« Je vous demande d’imputer ma mort à la Fédération de Russie. » (Irina Slavina, sur Facebook le 2 octobre 2020).
C’est la consternation en Russie et chez les journalistes, russes et internationaux. Horrible drame. Tragique conclusion d’une démarche au service de ses compatriotes russes. La journaliste russe indépendante Irina Slavina s’est immolée par le feu le vendredi 2 octobre 2020 devant le quartier général de la police de Nijniy Novgorod. Elle avait 47 ans (née le 8 janvier 1973 dans la même ville, précédemment appelée Gorki pendant l’ère soviétique ; de son vrai nom Irina Viatcheslovovna Mourakhtaïeva née Kolebanova).

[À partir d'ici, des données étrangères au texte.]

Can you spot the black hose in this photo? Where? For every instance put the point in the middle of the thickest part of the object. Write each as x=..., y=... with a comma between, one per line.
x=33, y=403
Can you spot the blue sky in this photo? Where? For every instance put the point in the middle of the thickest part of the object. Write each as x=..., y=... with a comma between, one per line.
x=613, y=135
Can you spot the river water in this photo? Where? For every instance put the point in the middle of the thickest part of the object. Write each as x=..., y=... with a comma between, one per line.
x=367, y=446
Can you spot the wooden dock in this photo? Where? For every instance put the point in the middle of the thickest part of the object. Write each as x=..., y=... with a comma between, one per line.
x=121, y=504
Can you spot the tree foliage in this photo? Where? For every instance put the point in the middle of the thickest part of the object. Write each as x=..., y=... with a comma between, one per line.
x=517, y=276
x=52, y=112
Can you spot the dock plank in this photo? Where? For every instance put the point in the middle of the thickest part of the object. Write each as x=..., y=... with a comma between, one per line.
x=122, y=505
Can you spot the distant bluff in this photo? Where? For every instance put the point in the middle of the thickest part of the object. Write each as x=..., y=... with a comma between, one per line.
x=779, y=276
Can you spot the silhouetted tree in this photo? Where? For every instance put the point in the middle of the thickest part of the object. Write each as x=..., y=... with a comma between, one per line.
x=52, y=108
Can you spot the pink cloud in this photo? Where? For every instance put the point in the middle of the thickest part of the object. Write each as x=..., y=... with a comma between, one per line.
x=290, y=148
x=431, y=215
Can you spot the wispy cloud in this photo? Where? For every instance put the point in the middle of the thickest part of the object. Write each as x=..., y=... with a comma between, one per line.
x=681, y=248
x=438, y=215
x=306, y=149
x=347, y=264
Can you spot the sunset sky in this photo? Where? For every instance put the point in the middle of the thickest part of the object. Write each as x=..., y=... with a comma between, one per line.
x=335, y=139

Évoquons rapidement le lieu avant les faits. Nijniy Novgorod est une ville russe qui m’est très chère et c’est une raison supplémentaire d’être très ému par cet acte si terrible. À mi-chemin entre Moscou et Kazan, la capitale du Tatarstan (peuple turc), elle est située entre l’Ouest et l’Est russes, entre l’Église orthodoxe et l’islam. J’ai souvenir d’avoir visité la belle mosquée où j’avais été accueilli par un responsable musulman d’origine turque qui m’avait expliqué toute l’histoire de l’islam dans cette partie de la Russie. Il y a évidemment aussi beaucoup d’églises orthodoxes. Une ville très grande (1,3 million d’habitants, la cinquième agglomération de la Fédération de Russie, après Moscou, Saint-Pétersbourg, Novossibirsk et Iekaterinbourg) et très étendue, mais avec encore l’esprit de village, à une nuit de la capitale russe par le train très poussif à couchettes, où j’ai rencontré d’ailleurs un très sympathique Azéri, physicien des matériaux reconverti dans le négoce de gaz et de pétrole (c’était plus rentable pour sa famille).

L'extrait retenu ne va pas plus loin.